Bruno Heinen (p, music Boxes), Fulvio Sigurtà (tp), Tom Challenger (ts), James Allsopp (bcl), Andrea Di Biase (b), Jon Scott (dms)

Label / Distribution : Babel Label

Tout le monde n’a pas la chance d’avoir des parents qui ont travaillé avec Stockhausen. Tel pourrait être le sous-titre de Tierkreis, premier album en sextet du jeune pianiste Bruno Heinen, fils du violoncelliste Ulrich Heinen et de la violoniste Jacqueline Ross, qui ont en effet accompagné le maître allemand dans ses innovations et expériences au coeur des années 70. Tierkreis (les signes du zodiaque, en allemand) est d’ailleurs la relecture par un orchestre de jazz d’une pièce sérielle du compositeur, écrite à l’origine pour boîtes à musique. Des boîtes familières pour le jeune Heinen, puisque son père en possédait quelques-unes. On peut mesurer ici la naturelle fascination qu’elles ont pu opérer sur le pianiste en devenir.

Tierkreis fut très vite adapté, sous l’impulsion de Stockhausen lui-même, pour toutes sortes de formations. On se réfèrera notamment à une version célèbre que le trompettiste Markus Stockhausen, bien né lui aussi, enregistra pour trompette et orgue. En faire une lecture trempée dans une grammaire jazz n’a par ailleurs rien d’iconoclaste, tant le compositeur a toujours été concerné par toutes sortes d’approches improvisationnelles. Il représente d’ailleurs une influence majeure au sein de la musique improvisée - Anthony Braxton s’en réclame ouvertement, par exemple, et n’oublions pas qu’il a écrit une pièce pour Joëlle Léandre. Ce qui est nouveau, sans doute, c’est de le plonger dans un jazz plus sobre, le trio de base, qu’Heinen forme avec le batteur Jon Scott et le contrebassiste Andrea Di Biase, assurant une pulsation qui fait tanguer les structures mathématiques des morceaux. Le groove fiévreux martelé par le pianiste rend « Scorpio », notamment, quasi méconnaissable. Mais ces transformations démontrent avant tout la grande malléabilité de l’œuvre.

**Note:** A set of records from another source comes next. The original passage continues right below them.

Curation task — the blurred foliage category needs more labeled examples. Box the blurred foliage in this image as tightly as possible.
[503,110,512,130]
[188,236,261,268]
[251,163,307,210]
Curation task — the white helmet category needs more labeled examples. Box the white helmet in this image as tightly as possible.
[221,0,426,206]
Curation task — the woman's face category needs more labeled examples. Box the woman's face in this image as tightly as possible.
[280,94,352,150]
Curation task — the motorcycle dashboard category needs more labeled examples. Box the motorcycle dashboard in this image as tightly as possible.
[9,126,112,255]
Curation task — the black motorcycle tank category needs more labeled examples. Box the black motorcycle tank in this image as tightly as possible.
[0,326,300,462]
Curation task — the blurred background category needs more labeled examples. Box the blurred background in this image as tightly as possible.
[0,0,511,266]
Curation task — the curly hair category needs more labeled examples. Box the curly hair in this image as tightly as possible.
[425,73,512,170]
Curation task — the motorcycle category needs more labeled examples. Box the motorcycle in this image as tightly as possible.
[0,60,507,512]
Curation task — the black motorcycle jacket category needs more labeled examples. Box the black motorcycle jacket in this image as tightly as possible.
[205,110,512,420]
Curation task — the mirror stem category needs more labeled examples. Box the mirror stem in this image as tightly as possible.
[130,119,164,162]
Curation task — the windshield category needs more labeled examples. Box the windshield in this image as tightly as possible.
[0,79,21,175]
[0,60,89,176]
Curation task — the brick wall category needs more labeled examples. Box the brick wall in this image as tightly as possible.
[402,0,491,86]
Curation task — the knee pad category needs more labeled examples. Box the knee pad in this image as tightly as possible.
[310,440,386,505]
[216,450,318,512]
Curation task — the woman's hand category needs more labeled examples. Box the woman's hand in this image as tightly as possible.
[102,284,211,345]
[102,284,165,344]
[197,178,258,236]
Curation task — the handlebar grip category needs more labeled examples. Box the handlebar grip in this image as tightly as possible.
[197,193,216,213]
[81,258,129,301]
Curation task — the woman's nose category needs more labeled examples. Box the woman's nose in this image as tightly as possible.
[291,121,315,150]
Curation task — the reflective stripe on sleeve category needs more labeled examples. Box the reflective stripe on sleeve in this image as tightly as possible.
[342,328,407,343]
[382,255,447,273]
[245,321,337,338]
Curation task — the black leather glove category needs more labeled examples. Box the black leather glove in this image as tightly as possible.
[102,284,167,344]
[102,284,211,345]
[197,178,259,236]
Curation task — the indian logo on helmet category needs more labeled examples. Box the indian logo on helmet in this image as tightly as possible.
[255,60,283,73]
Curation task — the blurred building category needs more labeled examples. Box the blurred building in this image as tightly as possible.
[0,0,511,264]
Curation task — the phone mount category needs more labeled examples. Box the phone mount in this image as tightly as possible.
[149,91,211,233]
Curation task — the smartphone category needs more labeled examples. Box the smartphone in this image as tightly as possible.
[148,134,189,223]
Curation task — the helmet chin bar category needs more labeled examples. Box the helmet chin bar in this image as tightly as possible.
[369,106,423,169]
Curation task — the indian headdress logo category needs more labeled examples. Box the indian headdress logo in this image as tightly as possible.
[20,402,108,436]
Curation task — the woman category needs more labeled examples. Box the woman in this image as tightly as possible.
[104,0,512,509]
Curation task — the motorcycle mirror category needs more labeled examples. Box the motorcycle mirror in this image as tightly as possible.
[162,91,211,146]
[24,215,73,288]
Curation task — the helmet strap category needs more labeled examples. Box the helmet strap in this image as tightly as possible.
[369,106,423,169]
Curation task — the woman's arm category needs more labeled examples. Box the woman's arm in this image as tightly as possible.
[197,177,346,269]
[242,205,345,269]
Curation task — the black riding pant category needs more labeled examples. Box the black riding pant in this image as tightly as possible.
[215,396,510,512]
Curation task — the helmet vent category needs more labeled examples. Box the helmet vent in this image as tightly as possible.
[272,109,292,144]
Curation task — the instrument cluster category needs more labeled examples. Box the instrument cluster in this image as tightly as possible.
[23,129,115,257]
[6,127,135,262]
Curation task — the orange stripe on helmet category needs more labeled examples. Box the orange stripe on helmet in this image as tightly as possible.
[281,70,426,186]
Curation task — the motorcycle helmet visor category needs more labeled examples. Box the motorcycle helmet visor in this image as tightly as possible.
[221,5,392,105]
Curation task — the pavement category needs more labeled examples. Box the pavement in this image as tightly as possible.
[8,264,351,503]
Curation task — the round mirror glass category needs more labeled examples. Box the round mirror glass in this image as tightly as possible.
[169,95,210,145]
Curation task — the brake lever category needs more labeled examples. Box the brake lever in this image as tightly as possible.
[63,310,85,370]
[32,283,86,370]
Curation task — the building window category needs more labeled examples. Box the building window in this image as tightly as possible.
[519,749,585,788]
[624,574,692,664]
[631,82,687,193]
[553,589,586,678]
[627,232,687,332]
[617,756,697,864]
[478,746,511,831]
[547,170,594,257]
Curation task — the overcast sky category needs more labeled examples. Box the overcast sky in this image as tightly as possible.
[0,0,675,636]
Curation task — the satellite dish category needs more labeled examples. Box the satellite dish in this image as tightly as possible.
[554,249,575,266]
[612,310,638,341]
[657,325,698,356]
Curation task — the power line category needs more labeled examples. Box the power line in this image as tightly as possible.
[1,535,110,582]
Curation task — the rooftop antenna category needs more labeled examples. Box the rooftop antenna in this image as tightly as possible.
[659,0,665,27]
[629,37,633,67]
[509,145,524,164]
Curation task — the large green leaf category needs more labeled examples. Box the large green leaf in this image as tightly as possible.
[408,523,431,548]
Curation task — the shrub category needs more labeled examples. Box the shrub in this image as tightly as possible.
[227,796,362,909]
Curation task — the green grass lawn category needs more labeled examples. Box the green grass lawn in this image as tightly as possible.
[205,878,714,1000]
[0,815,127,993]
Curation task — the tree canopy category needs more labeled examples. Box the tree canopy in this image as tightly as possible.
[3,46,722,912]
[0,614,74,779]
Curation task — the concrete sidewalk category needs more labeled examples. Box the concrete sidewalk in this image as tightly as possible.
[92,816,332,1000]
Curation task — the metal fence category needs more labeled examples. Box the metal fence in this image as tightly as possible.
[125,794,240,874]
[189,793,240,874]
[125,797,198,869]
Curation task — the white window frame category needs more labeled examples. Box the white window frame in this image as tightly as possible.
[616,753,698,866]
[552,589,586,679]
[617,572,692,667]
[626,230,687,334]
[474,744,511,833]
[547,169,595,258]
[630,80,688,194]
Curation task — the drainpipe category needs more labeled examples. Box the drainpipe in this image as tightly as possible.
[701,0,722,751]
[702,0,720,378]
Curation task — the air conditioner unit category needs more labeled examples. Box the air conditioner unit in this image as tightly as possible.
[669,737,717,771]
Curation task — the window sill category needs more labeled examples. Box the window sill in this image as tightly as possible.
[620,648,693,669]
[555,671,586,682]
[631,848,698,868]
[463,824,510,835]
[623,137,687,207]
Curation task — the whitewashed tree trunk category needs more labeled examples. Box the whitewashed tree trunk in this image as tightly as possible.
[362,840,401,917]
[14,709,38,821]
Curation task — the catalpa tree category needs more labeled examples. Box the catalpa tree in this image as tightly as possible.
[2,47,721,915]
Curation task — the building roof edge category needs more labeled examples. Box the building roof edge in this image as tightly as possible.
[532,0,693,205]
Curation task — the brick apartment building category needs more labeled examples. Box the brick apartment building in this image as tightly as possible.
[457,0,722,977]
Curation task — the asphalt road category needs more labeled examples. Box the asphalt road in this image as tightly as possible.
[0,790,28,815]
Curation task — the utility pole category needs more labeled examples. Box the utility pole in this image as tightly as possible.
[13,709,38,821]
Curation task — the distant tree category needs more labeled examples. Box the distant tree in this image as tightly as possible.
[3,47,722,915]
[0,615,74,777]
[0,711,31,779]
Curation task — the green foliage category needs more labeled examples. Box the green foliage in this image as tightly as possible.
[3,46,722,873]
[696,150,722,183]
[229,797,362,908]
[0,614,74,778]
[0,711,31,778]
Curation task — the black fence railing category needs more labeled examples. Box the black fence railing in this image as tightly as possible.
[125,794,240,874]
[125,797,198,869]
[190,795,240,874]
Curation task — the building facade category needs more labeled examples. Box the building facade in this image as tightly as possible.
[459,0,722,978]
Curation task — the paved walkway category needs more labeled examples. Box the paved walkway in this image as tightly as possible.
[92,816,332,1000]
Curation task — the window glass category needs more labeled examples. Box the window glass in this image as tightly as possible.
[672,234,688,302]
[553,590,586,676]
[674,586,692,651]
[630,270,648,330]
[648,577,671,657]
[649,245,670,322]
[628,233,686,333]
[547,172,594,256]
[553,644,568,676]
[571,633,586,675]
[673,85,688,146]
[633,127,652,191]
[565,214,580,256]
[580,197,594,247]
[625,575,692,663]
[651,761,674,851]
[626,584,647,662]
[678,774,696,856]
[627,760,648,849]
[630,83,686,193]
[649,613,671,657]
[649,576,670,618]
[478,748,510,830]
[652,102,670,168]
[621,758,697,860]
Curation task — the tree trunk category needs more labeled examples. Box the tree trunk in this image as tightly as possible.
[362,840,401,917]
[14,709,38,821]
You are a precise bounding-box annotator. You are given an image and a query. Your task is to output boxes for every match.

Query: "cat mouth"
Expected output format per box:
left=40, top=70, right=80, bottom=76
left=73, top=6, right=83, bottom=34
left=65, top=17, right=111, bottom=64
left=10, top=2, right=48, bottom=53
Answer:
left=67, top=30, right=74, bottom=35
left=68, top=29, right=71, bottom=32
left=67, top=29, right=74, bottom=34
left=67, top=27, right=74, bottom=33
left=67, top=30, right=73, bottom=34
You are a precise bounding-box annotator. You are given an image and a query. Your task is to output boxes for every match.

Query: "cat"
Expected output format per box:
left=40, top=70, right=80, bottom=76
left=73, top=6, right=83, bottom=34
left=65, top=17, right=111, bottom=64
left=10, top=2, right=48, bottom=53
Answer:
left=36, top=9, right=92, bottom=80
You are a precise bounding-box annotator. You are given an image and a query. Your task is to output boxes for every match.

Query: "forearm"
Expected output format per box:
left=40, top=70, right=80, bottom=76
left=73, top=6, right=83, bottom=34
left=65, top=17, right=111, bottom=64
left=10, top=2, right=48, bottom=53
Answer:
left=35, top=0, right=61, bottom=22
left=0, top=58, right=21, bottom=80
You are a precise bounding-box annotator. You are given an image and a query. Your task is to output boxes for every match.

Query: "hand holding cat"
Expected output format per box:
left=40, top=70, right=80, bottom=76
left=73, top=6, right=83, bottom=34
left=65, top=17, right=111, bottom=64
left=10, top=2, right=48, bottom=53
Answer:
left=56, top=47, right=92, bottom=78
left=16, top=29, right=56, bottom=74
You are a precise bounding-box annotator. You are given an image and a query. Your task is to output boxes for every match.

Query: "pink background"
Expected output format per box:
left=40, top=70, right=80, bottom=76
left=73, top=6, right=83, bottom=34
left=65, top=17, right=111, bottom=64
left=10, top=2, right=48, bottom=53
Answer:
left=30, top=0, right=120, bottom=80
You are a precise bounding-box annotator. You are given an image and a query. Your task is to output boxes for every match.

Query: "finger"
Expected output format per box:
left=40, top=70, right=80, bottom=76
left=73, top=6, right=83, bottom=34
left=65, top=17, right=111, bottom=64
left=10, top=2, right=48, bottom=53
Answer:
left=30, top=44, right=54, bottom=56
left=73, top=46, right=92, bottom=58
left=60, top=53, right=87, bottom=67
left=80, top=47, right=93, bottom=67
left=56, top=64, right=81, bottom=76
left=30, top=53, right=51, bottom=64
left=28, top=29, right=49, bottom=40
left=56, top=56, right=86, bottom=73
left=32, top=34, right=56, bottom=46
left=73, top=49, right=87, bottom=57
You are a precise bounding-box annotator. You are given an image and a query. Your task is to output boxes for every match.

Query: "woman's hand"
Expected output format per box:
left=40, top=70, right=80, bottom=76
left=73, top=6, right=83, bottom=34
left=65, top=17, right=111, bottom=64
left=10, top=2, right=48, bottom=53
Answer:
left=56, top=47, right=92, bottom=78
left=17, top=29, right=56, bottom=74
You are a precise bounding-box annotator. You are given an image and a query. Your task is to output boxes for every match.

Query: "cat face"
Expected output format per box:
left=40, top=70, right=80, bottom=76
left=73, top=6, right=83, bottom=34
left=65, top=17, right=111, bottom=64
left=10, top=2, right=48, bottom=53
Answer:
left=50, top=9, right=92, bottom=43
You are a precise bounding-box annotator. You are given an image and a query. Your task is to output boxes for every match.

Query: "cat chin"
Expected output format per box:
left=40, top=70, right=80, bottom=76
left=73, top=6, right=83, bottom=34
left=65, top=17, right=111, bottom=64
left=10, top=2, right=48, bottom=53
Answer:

A l’écoute de « Libra » (la Balance), septième des douze signes (pour le pianiste, qui a enregistré ces treize morceaux en avril, la grande roue stellaire commence et s’achève avec « Aries », le Bélier), où la boîte à musique se frotte au jeu bâtisseur du batteur, on comprend que ce Tierkreis tient plus pour Heinen de l’objet transitionnel que de l’exploration profonde. Bien sûr, on entend sur « Pisces » (les Poissons) un jeu de timbres très subtil entre l’excellent clarinettiste anglais James Allsopp, véritable surprise de cet album - déjà entrevu avec l’excellent Barbacana, et le saxophoniste Tom Challenger ; c’est une prolongation très intéressante de l’original. Mais on peut regretter qu’hormis les trop rares moments où le sextet est confronté aux boîtes à musique originelles (notamment sur le fragile « Aquarius » - le Verseau), le propos soit corseté par une approche démonstrative un peu vaine, et dominé par une volonté de trop en dire.